Lloyd and Levitan knew they wanted diverse families, but they couldn’t find a link; they considered a black-and-white interracial couple, a single mom, neighbors on a cul-de-sac. Then they hit on the notion of an older father, Jay, starting over with a second family: Gloria, his younger Latina wife, and her 10-year-old son Manny, from her first marriage. It’s Jay’s second chance at fatherhood, but he’s also struggling to maintain relationships with his two adult children, Mitchell, a prickly gay lawyer, and his sister Claire, a tightly wound stay-at-home mom. Like their father, each is married to a more emotionally spontaneous spouse—flamboyantly effeminate Cameron and sensitive-dad Phil. And these families include children as well (Claire and Phil have three kids while Mitchell and Cameron have adopted a Vietnamese baby). “The idea was that there is no single American family who typifies all of us,” says Lloyd. “And we were like, wait a minute: Now we have a show.”
Still, it’s the tonal balance that really makes Modern Family stand out. The show’s tricky mandate is to merge the heartfelt with the incisive, often within a single scene. That means finding fresh angles on corny topics (like parenting and marriage) and skirting the risks inherent in comic types like the fiery Latina.

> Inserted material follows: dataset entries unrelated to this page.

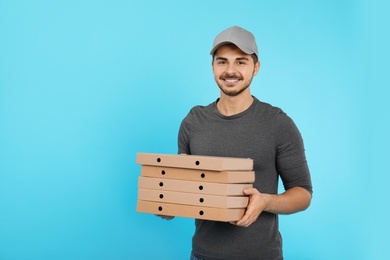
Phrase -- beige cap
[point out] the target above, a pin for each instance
(238, 36)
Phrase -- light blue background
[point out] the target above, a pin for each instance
(85, 85)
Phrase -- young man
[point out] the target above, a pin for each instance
(237, 124)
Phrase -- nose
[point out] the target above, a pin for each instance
(230, 68)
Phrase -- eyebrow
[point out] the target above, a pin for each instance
(240, 58)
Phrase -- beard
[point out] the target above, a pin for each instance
(232, 92)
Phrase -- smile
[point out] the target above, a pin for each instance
(231, 80)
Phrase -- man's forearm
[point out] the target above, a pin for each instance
(293, 200)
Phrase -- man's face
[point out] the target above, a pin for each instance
(233, 70)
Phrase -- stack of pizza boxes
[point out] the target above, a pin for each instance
(202, 187)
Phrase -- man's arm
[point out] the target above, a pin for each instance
(291, 201)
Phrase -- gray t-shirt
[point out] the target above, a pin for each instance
(268, 136)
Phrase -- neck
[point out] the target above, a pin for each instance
(229, 106)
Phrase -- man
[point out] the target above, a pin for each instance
(237, 124)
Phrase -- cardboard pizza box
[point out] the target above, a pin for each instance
(227, 189)
(194, 199)
(198, 175)
(196, 162)
(199, 212)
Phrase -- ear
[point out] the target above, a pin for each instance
(257, 68)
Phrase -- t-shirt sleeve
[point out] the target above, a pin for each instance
(183, 138)
(291, 161)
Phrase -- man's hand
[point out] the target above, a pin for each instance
(291, 201)
(257, 203)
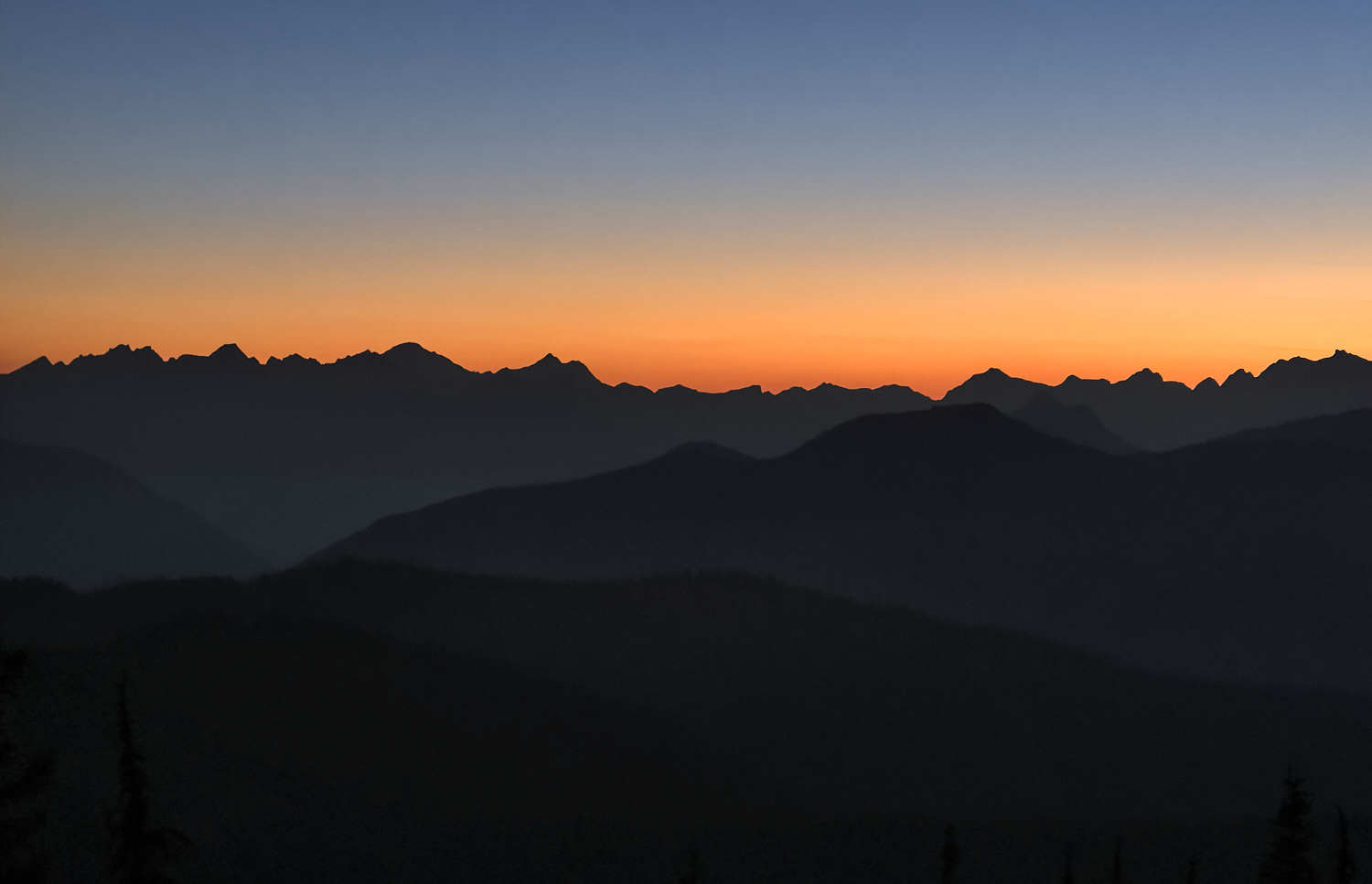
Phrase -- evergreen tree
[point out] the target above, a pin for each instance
(949, 857)
(691, 867)
(19, 782)
(137, 851)
(1344, 865)
(1289, 858)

To get a sense of how well they succeed, we dissected an exemplary episode, “Starry Night,” written by Danny Zuker and directed by Jason Winer. It originated in a formal challenge, to write three simultaneous stories that take place over one evening. In the central plotline, Claire and Phil argue over supervising their son’s homework. Meanwhile, Mitchell goes stargazing with his father, only to have the evening spoiled by his stepbrother’s zingers. And Cameron tries to bond with his Colombian mother-in-law. Mixing pratfalls, wordplay, and a deep devotion to character, it a perfect example of how the show manages to speak to sitcom nerds and 7-year-old children alike.